Dr Gandevia says that they are preparing an interim report which will have suggestions for the government on the second round of support under the JPS.

She says though advocacy and treatment are long-term solutions, the immediate positive outcome of the effort is that Parsis are now willing to ask for help and discuss their problems. The couples who have been blessed with children under the scheme always get in touch with the organisation on their birthdays.

Decoding the modern trend

But what necessitated this step to encourage couples to have children in the first place?

“The community became very westernised and urbanised a hundred years ago. Therefore, it is also passing through the predicaments of progress – a very small replacement to a very large group of elderly people. The burden of ageing on young and middle-aged population is a problem in all developed societies.
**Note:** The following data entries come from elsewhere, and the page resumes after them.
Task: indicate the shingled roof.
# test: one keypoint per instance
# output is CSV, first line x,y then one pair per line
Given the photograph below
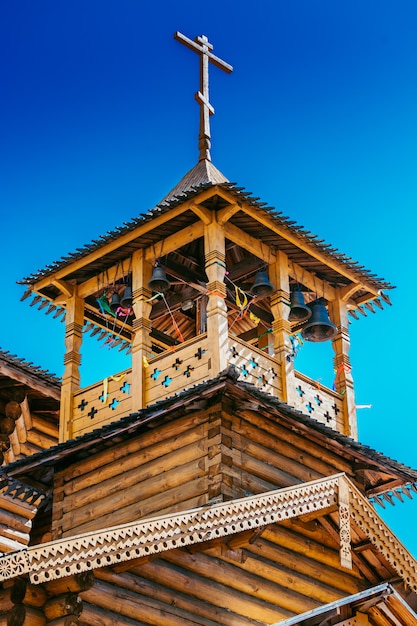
x,y
201,177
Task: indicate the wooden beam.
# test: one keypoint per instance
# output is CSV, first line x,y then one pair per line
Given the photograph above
x,y
111,246
174,242
202,212
348,291
255,246
313,282
224,215
65,288
297,240
110,276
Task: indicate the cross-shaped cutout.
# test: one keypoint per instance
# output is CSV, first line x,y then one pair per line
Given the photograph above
x,y
188,371
300,391
199,353
92,413
155,374
125,388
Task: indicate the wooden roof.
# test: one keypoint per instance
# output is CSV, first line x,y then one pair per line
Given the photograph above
x,y
236,523
383,479
382,604
32,395
204,186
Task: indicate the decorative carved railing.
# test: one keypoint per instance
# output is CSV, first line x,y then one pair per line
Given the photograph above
x,y
102,403
189,364
255,367
173,371
156,535
321,403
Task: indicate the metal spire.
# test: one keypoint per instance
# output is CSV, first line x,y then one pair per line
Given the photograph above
x,y
203,47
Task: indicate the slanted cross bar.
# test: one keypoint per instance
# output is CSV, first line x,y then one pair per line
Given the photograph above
x,y
203,47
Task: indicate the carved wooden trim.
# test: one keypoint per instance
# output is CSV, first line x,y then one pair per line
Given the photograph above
x,y
379,534
130,541
83,553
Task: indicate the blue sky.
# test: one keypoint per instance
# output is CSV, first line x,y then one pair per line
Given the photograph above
x,y
98,122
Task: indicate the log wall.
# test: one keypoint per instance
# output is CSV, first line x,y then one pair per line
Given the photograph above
x,y
218,454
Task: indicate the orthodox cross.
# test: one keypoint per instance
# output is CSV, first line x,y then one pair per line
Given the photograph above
x,y
203,47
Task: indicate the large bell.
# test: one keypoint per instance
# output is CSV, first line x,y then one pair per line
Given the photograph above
x,y
126,301
261,285
299,312
158,282
115,302
318,327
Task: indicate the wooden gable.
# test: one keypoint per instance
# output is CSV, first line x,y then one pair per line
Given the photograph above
x,y
254,560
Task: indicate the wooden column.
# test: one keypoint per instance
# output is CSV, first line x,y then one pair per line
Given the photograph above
x,y
280,308
217,325
141,341
74,321
344,381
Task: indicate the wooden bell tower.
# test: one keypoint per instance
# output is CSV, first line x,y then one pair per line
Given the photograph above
x,y
212,241
210,482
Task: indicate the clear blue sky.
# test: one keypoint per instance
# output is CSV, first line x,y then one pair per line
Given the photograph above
x,y
319,119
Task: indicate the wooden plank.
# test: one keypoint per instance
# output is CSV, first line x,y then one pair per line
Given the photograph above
x,y
109,247
177,240
246,241
311,249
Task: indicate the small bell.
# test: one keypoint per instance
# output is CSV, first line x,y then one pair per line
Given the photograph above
x,y
126,301
299,312
158,281
261,285
115,302
318,327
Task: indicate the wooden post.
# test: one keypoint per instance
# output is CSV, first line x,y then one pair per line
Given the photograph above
x,y
74,321
280,308
217,325
344,381
141,341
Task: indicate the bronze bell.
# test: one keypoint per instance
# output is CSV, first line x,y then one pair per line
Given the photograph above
x,y
261,285
158,281
115,302
318,327
299,312
126,301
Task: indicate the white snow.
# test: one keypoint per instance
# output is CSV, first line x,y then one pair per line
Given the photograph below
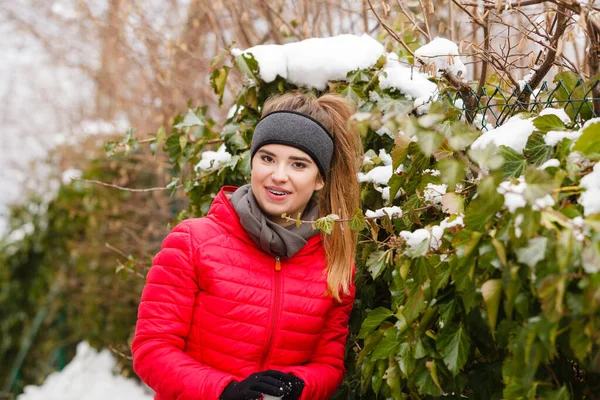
x,y
513,133
314,62
70,174
554,137
580,231
432,172
553,162
385,192
432,234
526,79
211,160
514,196
444,53
518,221
590,199
543,202
433,193
89,376
381,212
410,82
381,174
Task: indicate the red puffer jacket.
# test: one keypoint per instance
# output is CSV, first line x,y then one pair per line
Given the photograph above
x,y
216,308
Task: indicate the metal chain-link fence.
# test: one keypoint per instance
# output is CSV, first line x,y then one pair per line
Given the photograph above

We have an added responsibility of looking after our extended families; our uncles, aunts, etc. and would not like to leave them in old-age homes. We are at this double-edged syndrome of being westernised and also ‘eastern-ised’, which is partly why it [Parsi population] has shrunk in size,” says Dr Cama.
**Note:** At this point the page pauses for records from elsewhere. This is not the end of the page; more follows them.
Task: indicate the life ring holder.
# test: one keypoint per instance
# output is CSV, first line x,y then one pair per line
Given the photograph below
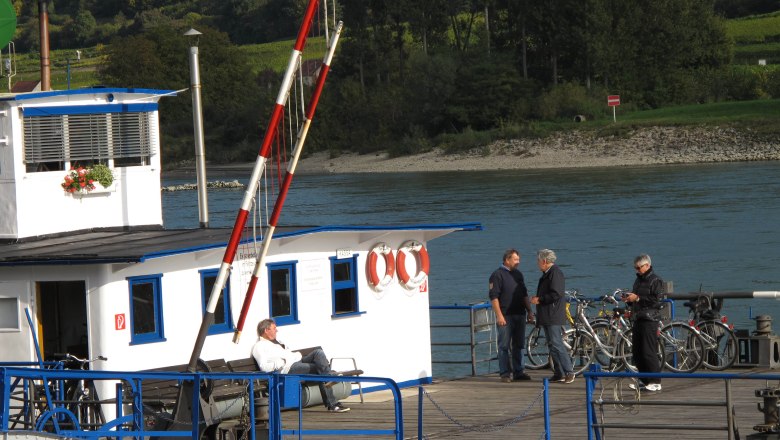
x,y
380,284
413,247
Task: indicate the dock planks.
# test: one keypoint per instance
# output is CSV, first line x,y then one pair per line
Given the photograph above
x,y
483,407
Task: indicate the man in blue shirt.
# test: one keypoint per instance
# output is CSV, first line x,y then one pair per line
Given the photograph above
x,y
509,298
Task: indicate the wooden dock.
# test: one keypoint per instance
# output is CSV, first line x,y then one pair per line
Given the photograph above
x,y
484,407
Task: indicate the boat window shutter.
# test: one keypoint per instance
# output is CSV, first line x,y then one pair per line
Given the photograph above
x,y
97,136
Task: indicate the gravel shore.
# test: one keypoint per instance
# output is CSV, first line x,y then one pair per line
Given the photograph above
x,y
656,145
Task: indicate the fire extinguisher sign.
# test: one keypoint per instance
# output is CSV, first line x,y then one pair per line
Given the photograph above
x,y
119,320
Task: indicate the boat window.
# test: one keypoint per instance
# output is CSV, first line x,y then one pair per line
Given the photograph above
x,y
9,314
344,283
283,298
55,137
223,320
146,323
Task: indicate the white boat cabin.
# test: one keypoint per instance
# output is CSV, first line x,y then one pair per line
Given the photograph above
x,y
96,274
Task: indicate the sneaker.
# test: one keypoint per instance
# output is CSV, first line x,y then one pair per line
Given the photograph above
x,y
338,408
634,387
331,383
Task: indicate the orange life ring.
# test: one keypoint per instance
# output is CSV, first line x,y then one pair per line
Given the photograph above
x,y
423,264
373,256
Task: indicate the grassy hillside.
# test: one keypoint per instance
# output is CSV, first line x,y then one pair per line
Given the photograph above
x,y
756,37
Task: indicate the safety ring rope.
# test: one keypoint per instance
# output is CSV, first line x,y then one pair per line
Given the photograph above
x,y
412,247
371,266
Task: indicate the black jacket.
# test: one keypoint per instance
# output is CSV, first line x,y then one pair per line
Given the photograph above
x,y
650,288
551,291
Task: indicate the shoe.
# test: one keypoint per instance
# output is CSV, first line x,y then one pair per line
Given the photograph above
x,y
633,386
331,383
338,408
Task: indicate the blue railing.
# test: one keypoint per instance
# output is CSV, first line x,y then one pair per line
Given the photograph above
x,y
28,403
480,319
594,427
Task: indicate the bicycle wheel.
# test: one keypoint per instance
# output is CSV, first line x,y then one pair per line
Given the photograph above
x,y
537,354
683,347
607,335
92,416
582,348
720,345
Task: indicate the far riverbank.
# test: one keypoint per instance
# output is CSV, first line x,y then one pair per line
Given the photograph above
x,y
645,146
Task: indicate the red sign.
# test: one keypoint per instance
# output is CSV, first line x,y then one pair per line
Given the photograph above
x,y
119,320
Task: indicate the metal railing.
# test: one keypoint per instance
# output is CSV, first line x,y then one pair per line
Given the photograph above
x,y
28,403
480,336
727,403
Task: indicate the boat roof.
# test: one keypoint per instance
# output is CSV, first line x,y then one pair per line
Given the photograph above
x,y
90,90
135,246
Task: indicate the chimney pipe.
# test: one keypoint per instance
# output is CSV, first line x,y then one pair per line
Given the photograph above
x,y
43,18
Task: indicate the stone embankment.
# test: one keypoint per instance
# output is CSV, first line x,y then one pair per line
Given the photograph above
x,y
571,149
235,184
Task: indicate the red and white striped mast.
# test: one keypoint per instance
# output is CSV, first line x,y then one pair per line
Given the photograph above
x,y
302,132
262,157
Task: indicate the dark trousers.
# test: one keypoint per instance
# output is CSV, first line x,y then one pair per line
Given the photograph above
x,y
511,343
315,362
644,338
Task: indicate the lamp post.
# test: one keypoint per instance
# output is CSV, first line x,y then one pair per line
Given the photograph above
x,y
197,122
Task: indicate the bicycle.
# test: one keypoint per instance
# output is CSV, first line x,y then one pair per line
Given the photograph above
x,y
80,396
721,345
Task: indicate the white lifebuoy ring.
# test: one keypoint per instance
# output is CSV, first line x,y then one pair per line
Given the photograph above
x,y
423,264
371,266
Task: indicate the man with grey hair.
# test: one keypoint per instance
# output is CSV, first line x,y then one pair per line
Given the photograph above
x,y
550,303
645,298
273,356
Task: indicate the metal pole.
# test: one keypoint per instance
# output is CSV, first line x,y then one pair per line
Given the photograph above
x,y
547,408
197,123
729,413
472,343
419,412
257,171
285,186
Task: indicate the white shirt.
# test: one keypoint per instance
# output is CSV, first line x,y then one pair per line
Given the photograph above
x,y
271,356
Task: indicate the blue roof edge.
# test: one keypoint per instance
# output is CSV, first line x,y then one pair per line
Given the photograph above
x,y
86,91
468,226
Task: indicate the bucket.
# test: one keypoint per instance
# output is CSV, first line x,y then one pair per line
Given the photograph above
x,y
763,325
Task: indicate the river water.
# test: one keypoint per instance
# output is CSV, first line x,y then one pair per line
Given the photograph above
x,y
712,227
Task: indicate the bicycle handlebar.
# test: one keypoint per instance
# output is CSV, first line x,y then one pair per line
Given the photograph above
x,y
73,358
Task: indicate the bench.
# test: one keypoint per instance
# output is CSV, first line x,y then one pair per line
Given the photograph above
x,y
162,393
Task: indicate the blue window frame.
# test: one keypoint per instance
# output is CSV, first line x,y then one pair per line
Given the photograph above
x,y
223,319
283,292
344,282
146,317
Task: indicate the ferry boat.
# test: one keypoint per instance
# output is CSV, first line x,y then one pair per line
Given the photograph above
x,y
88,268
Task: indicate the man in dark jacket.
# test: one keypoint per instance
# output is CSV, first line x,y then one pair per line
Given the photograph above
x,y
645,298
509,299
550,303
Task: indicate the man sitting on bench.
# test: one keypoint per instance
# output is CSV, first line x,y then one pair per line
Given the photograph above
x,y
272,356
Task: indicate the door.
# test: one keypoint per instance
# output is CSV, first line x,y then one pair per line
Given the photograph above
x,y
63,318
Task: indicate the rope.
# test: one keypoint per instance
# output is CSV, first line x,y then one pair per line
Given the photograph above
x,y
486,427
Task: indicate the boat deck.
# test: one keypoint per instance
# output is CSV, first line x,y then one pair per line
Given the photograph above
x,y
484,407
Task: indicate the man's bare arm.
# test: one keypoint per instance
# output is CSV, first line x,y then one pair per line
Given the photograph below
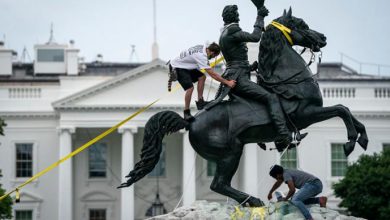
x,y
216,76
291,190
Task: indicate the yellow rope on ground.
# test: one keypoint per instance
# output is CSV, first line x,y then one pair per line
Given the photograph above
x,y
89,143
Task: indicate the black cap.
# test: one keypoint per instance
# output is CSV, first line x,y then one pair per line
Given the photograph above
x,y
275,170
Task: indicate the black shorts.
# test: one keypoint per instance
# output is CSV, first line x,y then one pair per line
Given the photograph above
x,y
186,77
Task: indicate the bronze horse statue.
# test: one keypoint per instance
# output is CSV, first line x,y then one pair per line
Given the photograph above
x,y
220,133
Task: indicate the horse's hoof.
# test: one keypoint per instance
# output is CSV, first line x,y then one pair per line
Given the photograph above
x,y
255,202
349,147
363,142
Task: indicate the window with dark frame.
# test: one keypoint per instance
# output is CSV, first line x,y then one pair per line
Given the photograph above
x,y
23,215
97,161
50,55
289,159
24,160
97,214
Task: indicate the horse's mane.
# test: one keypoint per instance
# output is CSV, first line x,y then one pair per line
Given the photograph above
x,y
271,46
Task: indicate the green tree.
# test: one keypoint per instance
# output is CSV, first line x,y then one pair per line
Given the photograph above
x,y
365,189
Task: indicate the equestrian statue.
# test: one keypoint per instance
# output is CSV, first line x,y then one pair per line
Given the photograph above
x,y
221,130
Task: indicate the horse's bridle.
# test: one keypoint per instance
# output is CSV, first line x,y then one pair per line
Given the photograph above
x,y
286,32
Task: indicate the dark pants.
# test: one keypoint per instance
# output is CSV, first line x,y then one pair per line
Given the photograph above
x,y
186,77
306,196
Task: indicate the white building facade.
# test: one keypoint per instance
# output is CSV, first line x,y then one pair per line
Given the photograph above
x,y
54,106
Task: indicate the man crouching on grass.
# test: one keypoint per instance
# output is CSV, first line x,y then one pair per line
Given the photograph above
x,y
309,186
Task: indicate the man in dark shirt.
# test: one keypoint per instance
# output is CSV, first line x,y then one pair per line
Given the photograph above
x,y
308,185
233,46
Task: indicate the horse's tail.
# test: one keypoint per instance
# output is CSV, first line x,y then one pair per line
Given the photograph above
x,y
156,128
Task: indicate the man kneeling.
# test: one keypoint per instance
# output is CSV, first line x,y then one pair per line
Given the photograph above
x,y
309,186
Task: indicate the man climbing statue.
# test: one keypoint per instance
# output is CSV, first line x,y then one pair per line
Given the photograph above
x,y
233,46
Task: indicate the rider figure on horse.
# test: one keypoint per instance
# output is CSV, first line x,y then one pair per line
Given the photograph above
x,y
233,46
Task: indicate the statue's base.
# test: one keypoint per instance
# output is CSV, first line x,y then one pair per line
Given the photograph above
x,y
203,210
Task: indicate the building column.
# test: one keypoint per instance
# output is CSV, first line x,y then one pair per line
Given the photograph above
x,y
65,195
250,170
127,194
189,184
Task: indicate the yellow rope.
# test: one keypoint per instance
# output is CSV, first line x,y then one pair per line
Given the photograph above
x,y
89,143
285,30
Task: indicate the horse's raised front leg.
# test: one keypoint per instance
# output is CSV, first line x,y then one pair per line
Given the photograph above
x,y
314,114
361,129
226,168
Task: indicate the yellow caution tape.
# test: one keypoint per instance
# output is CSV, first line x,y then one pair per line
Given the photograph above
x,y
80,149
285,30
89,143
256,213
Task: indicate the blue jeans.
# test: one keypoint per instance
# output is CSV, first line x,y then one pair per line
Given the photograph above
x,y
306,195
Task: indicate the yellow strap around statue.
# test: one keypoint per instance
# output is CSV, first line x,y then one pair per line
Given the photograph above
x,y
258,212
237,214
213,64
89,143
285,30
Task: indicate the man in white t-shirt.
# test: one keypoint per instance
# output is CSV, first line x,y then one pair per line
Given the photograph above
x,y
187,67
Agrees Mistry, “The society at large is going one way and we are trying to promote something in the opposite direction.” Her job involves coaxing couples to have more than one child. “The idea is to bring about a change in the attitude of boys and girls to encourage marriage, choosing a partner at the correct age, have children – more children, take treatment, freeze eggs or do something even if they want to marry late,” Mistry adds.

A controversial media campaign in which Parsis are asked to produce more children had provoked rebuke. Is there a need for such campaigns? To this Cama says, “We discussed the matter with the Indian Council for Medical Research (ICMR) and the planning commission. They told us that in a crisis situation of extinction, advocacy is more effective than any medical treatment.
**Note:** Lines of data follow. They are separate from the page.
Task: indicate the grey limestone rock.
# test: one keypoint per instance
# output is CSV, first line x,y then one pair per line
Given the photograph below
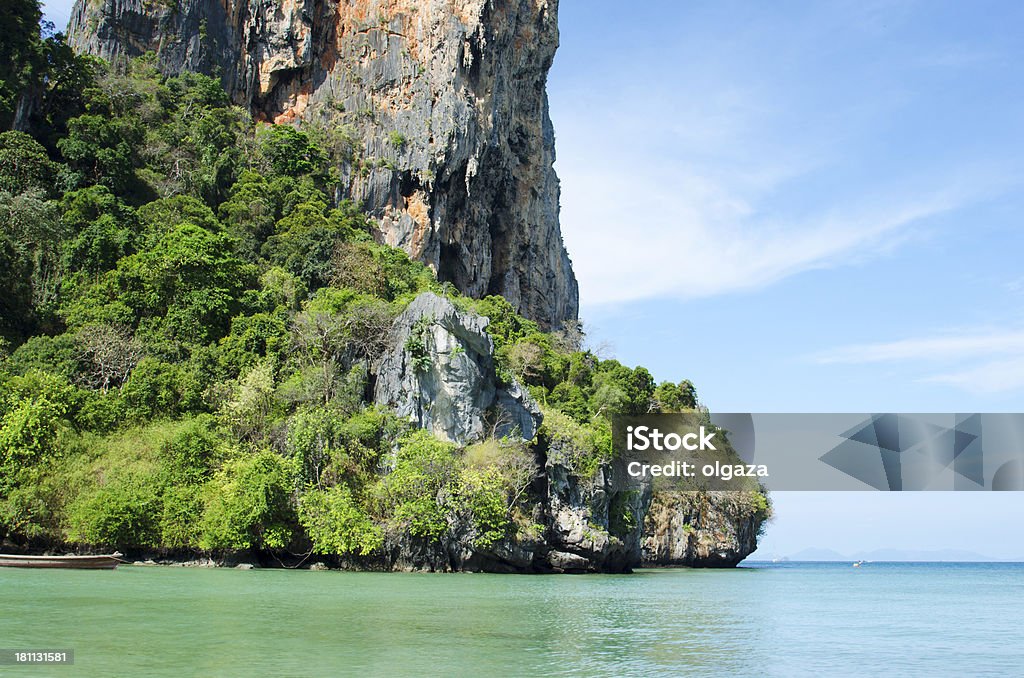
x,y
439,109
439,373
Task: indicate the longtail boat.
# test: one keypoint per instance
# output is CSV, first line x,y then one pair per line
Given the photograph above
x,y
72,561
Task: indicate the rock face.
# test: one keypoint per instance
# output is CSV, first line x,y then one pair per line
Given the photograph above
x,y
439,373
701,530
438,109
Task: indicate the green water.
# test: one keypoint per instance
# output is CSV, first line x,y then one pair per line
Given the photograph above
x,y
772,620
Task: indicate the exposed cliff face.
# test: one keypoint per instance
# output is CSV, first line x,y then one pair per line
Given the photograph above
x,y
702,530
439,107
439,373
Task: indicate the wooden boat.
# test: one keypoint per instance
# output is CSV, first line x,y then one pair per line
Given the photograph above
x,y
73,561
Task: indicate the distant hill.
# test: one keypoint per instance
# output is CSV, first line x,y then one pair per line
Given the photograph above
x,y
891,555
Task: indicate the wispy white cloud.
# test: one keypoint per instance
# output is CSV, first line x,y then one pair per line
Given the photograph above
x,y
729,165
692,232
943,347
991,377
981,362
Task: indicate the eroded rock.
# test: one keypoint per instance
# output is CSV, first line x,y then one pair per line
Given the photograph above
x,y
440,109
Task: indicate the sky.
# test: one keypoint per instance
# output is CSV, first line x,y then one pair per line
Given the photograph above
x,y
805,207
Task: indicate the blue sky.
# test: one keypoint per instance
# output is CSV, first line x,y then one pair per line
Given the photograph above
x,y
805,207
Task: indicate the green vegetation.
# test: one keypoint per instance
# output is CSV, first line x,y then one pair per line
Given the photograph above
x,y
396,139
189,325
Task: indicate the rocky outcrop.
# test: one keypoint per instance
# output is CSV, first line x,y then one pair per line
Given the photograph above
x,y
439,373
596,524
437,109
702,528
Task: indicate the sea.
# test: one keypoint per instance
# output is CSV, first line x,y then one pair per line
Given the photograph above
x,y
787,619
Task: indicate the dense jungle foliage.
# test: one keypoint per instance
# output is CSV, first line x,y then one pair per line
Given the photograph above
x,y
189,322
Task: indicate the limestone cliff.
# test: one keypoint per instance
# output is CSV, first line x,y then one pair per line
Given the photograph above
x,y
437,107
702,528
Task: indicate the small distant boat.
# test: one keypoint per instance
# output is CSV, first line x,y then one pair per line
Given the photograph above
x,y
73,561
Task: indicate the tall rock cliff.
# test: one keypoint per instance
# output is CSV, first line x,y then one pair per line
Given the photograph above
x,y
437,107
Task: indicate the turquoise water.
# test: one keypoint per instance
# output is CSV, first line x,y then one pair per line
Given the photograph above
x,y
783,620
She adds, “They were right, as our advocacy campaigns in press and workshops across the country have given more than two-third results. We promote the idea of working out a certain work-life balance and looking at family as pleasant experience, and not a burden. This has been done pro bono in a tongue-in-cheek manner in our ad campaigns, TV shows and cartoons.”

Mistry has been conducting such workshops in Delhi, Surat, Ahmedabad, Navsari, Pune, Nagpur and Secunderabad. “After sustained hormone treatment, extensive testing and sonography on even overaged couples, the chances of a healthy baby being born multiply,” adds Mistry.

The way forward

As the advocacy mission worked, the community felt the need to have bigger homes so that families could have space for more children.
Majority of Parsis live in Gujarat and Mumbai and they have the largest land holding there. Bombay Parsi Punchayet’s (BPP) is the second biggest land owner in Mumbai, after Bombay Port Trust.

The JPS office has been receiving suggestions from those willing to have children that they be provided with bigger homes as lack of space was one of the reasons for their inability to have children.

“There is never an end to one’s needs,” Dr Gandevia says philosophically.

Responding to the demand, the BPP’s charity commissioner has recently lifted the stay on allotment of community flats. Though the BPP has list of 1,000 flat seekers, it may accommodate those needing to raise families out of turn. However, with this order more than 200 flats will be up for grabs immediately.

But, Dr Gandevia, who also works as a health counsellor at the Tata Institute of Social Sciences (TISS), says, “It’s (having more children) about the individual’s mindset and not about the housing policy.”